Judging from the pic of the accident, it doesn't look like they were. The cabin was relatively intact, but it looks like a door got sheared off.

It's a reminder to use your seat belts.

Condolences to the OP and the victims' families.
 

Vdubchaos

Lifer
Nov 11, 2009
10,408
10
0
Sorry to hear, that sucks

Update in op :(

Is it weird for me to be so personally affected by this? I have been completely off since hearing about the accident last week. I'm not obsessing over the incident (or at least I do not think I am), but it is definitely affecting my ability to work, concentrate, etc. I noticed all last week that I was intentionally putting off work on projects that involve my friend's clients, because when i would start on (or even think about) them I would start thinking about his son's plight. Those thoughts would then lead to a profound feeling of sadness, at which time I would find any excuse to stop working on that project and/or find something else to work on.

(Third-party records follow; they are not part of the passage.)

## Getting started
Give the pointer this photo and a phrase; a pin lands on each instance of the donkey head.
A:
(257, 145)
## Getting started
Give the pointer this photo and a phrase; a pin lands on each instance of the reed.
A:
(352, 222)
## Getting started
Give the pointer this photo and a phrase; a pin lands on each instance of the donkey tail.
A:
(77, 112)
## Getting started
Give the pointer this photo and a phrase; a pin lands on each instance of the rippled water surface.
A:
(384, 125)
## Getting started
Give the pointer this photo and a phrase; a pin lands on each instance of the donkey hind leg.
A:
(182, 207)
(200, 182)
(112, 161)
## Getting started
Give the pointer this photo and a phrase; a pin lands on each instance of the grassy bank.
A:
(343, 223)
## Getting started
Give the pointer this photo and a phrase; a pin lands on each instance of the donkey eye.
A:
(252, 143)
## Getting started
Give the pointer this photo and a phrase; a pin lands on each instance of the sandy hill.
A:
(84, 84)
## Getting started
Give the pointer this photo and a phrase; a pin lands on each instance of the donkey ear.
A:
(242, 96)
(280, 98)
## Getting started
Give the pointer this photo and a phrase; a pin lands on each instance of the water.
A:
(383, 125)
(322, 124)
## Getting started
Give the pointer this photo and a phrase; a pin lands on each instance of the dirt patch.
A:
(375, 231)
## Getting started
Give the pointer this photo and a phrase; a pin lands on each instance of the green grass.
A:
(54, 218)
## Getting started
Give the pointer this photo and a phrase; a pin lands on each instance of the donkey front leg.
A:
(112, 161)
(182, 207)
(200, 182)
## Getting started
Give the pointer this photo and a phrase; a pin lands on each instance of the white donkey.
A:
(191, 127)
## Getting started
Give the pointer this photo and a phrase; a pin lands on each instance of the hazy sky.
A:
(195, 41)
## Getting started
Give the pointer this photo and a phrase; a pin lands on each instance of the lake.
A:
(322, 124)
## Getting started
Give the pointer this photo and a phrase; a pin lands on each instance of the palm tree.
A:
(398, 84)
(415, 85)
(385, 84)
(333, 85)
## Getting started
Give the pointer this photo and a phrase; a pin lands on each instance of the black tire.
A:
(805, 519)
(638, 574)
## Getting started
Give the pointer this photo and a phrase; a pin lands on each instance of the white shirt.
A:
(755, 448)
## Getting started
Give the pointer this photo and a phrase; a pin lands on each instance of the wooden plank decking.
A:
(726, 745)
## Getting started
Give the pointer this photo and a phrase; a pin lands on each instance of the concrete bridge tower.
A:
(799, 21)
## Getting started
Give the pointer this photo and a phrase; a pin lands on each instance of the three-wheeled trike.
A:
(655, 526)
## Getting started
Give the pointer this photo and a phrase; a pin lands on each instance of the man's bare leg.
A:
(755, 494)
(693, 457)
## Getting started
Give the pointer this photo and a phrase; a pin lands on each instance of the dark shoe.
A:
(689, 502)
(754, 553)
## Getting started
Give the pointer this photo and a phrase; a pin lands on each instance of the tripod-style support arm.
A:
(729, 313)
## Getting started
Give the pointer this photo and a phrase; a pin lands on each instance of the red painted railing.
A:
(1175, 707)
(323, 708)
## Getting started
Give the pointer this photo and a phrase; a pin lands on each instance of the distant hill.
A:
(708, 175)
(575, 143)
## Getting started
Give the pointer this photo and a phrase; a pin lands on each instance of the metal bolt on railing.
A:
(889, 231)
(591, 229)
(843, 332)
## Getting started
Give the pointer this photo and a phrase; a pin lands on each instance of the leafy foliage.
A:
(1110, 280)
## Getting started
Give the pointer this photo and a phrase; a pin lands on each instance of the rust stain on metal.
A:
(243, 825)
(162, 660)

I just can't help but think that my buddy is living every parent's worst nightmare.

Things can ALWAYS be WAY worse......

You need to get this of your mind. Sure it sucks and it's horrible, but life goes on.

Be positive and optimistic.

Often, I think people don't realize when they tell their loved ones these things they do more damage than good........
 

rh71

No Lifer
Aug 28, 2001
52,844
1,049
126
I remember in driver's ed they showed us graphic images of what can happen. Maybe more of this can be employed in high school. Kids are the worst when they're with friends.
 

PowerEngineer

Diamond Member
Oct 22, 2001
3,586
762
136
Update in op :(

Is it weird for me to be so personally affected by this? I have been completely off since hearing about the accident last week. I'm not obsessing over the incident (or at least I do not think I am), but it is definitely affecting my ability to work, concentrate, etc. I noticed all last week that I was intentionally putting off work on projects that involve my friend's clients, because when i would start on (or even think about) them I would start thinking about his son's plight. Those thoughts would then lead to a profound feeling of sadness, at which time I would find any excuse to stop working on that project and/or find something else to work on.

I just can't help but think that my buddy is living every parent's worst nightmare.

As others have already said, yours is a completely understandable reaction.

That said, if your working on the projects that involve your friend's clients means that he has one less thing to worry about during this terrible time, then perhaps pushing yourself to do it may the kindest thing you can do for him.

Take care of yourself.
 

JSt0rm

Lifer
Sep 5, 2000
27,399
3,947
126
This will be threaded into the fabric of his being. You don't recover from this kind of thing.
 

skyking

Lifer
Nov 21, 2001
22,642
5,753
146
I'm so sorry for you and your friend. I know some of this pain and it is hard not to shut down, turn away. Take care of yourself first if need be. Then do what little you can for your friend.
 

SlowSpyder

Lifer
Jan 12, 2005
17,305
1,002
126
So sorry to hear. When I saw this bumped back to the top I had really hoped for good news. We still have a long way to go regarding brain injuries.